Last modified: 2007-02-18 00:45:50 UTC
In the English Wikipedia article on Ruhollah Khomeini, having his name in the native Arabic script (right-to-left) inside the normal English (left-to-right) text of the article causes incorrect interleaving. I am using Mozilla Firefox 2.0 on Fedora Core 5 Linux, and on my browser the first two lines of the text look something like this: "Grand Ayatollah Seyyed Ruhollah Mosavi Khomeini (listen (Persian pronunciation) (help·info)) (Persian: [Arabic text] [Arabic text] Rūḥollāh Mūsavī Khomeynī Arabic: 17) ([Arabic text] May 1900¹ - 3 June 1989) was a..." I've placed "[Arabic text]" where it displays Arabic text so that this bug report itself does not depend on the settings of the browser but illustrates the issue as I see it. The problem is plainly visible: It is supposed to say that Khomeini was born on 17 May 1900, but part of his Arabic name appears between the day "17" and the month "May 1900". When checking the wiki markup source code, everything looks OK, the Arabic text is correctly interleaved with the western text. Is this a bug with MediaWiki or with my browser?
Created attachment 3238 [details] A detail screenshot of the rendered article text illustrating the problem.

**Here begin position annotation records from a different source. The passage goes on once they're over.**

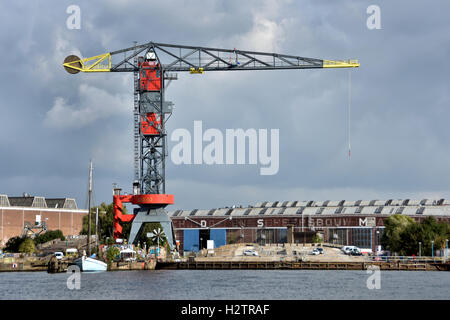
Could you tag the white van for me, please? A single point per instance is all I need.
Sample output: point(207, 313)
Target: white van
point(59, 255)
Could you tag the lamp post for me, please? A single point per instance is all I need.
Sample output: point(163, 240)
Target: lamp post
point(446, 247)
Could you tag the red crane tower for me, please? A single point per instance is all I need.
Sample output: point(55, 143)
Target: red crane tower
point(153, 65)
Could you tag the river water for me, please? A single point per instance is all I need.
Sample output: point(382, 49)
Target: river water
point(227, 284)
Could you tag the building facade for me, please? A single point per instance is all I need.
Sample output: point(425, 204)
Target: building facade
point(359, 223)
point(19, 214)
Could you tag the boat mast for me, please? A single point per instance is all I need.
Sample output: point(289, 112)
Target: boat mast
point(89, 210)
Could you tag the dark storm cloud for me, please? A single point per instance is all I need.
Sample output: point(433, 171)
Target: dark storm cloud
point(52, 123)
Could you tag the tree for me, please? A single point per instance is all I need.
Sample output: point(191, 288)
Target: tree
point(13, 244)
point(27, 246)
point(402, 235)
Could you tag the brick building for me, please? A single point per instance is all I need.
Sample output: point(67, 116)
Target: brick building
point(57, 213)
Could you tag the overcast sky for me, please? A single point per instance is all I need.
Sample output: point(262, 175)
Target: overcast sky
point(53, 123)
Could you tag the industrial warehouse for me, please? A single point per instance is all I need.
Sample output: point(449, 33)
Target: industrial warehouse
point(32, 214)
point(359, 223)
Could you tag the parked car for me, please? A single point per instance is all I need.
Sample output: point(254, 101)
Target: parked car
point(355, 252)
point(250, 252)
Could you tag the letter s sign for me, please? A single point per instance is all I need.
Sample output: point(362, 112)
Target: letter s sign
point(260, 223)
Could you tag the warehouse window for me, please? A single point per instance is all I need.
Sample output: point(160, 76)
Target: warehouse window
point(420, 210)
point(338, 210)
point(177, 213)
point(400, 210)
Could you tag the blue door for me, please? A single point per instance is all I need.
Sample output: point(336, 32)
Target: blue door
point(219, 236)
point(191, 240)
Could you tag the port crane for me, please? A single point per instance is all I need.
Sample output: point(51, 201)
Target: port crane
point(154, 66)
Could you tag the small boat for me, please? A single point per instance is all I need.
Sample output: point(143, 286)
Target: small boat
point(87, 264)
point(90, 264)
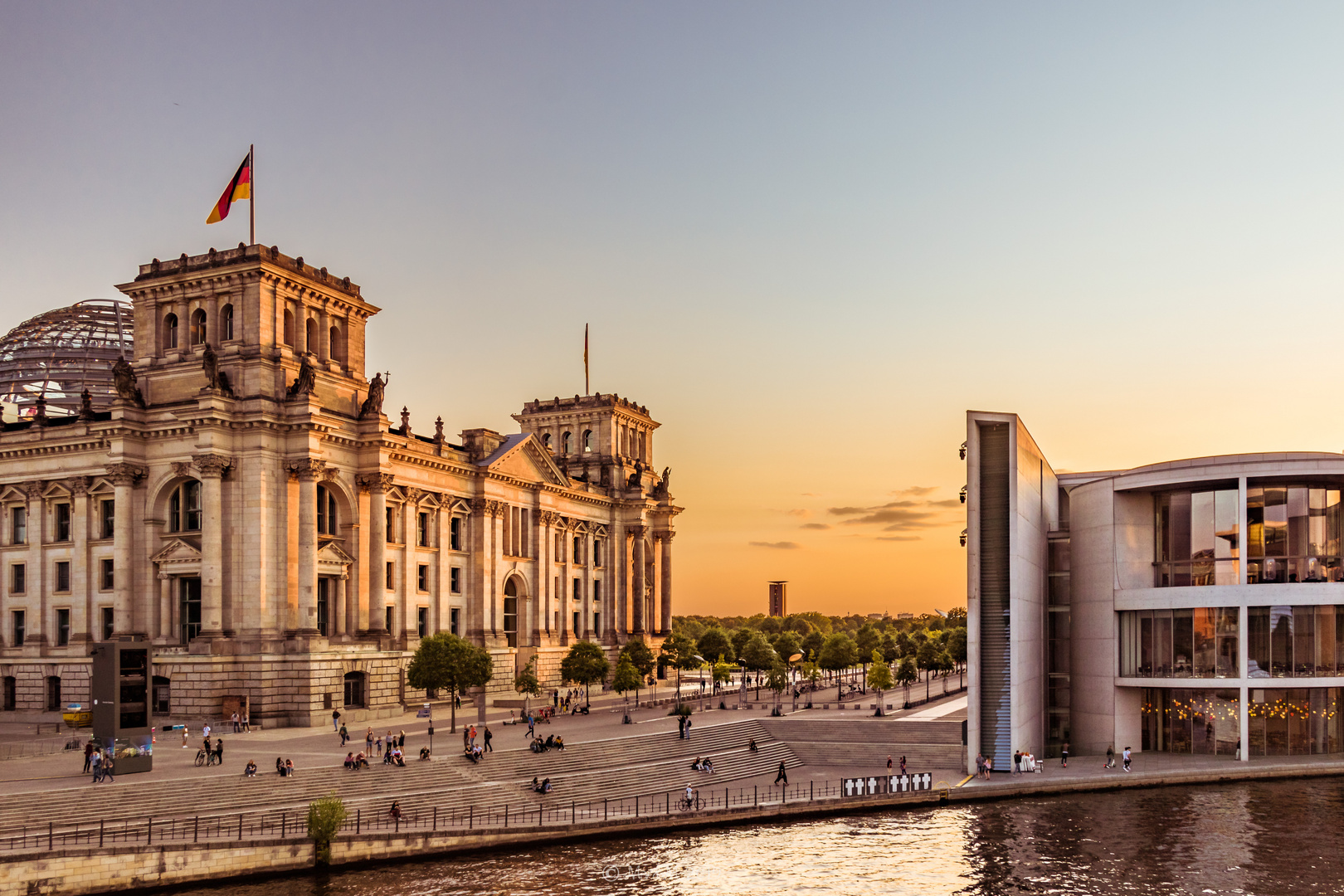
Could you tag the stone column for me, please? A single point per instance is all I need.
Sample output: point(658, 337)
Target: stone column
point(308, 470)
point(123, 479)
point(35, 581)
point(80, 572)
point(166, 610)
point(639, 585)
point(665, 585)
point(212, 469)
point(377, 485)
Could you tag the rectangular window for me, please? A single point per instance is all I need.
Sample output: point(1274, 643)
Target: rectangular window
point(106, 519)
point(19, 525)
point(62, 523)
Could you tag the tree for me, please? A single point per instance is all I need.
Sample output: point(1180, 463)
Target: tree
point(585, 665)
point(879, 677)
point(760, 655)
point(839, 652)
point(641, 659)
point(680, 655)
point(908, 674)
point(527, 684)
point(715, 644)
point(325, 816)
point(446, 661)
point(626, 679)
point(867, 640)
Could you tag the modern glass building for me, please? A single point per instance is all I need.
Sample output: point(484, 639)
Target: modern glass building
point(1192, 607)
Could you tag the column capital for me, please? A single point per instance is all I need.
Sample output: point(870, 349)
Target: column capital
point(125, 473)
point(307, 469)
point(375, 481)
point(212, 466)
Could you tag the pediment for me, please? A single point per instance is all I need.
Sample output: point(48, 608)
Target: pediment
point(177, 551)
point(528, 461)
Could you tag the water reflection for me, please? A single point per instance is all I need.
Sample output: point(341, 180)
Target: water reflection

This can be fixed by surrounding the text with ‏ and ‎ (for example, ‏Rūḥollāh Mūsavī Khomeynī‎). I suppose this could be templated as {{rtl|Rūḥollāh Mūsavī Khomeynī}}, if that template doesn't already exist. See the previous bug 8996 about similar behaviour on special pages. I think a serverside fix would be applicable to all instances of the direction override problem. *** This bug has been marked as a duplicate of 8996 ***
Bug 8996 is about a completely different problem, talking about a different kind of direction marks. It's not a duplicate.
It's impossible to get correct directionality information from plain Unicode text. Consider: The Hebrew letter "aleph" is א, ב is "bet". Note that aleph is א, bet is ב, and the logical order (as I typed it and as it was encoded) has the א before the ב. The comma and space fall between two RTL characters, so they're treated as RTL embedded in LTR. But semantically, the comma is part of the LTR phrase (delimiting two LTR phrases, which happen to end or begin with RTL characters) and should be treated as LTR text. But consider this, which is syntactically identical: Exodus 1:2 reads, in the original Hebrew: "ראובן, שמעון, לוי, ויהודה". Here the behavior is correct, because in this context, the commas delimit RTL phrases (or words), not LTR phrases. But there's no possible way either MediaWiki or the browser could know that. The Unicode directionality algorithm tries to do the impossible, and consequently fails. The only way to avoid this problem is to add semantic information on how you want the directionality to go, using Unicode directionality marks: The Hebrew letter "aleph" is א, ב is "bet".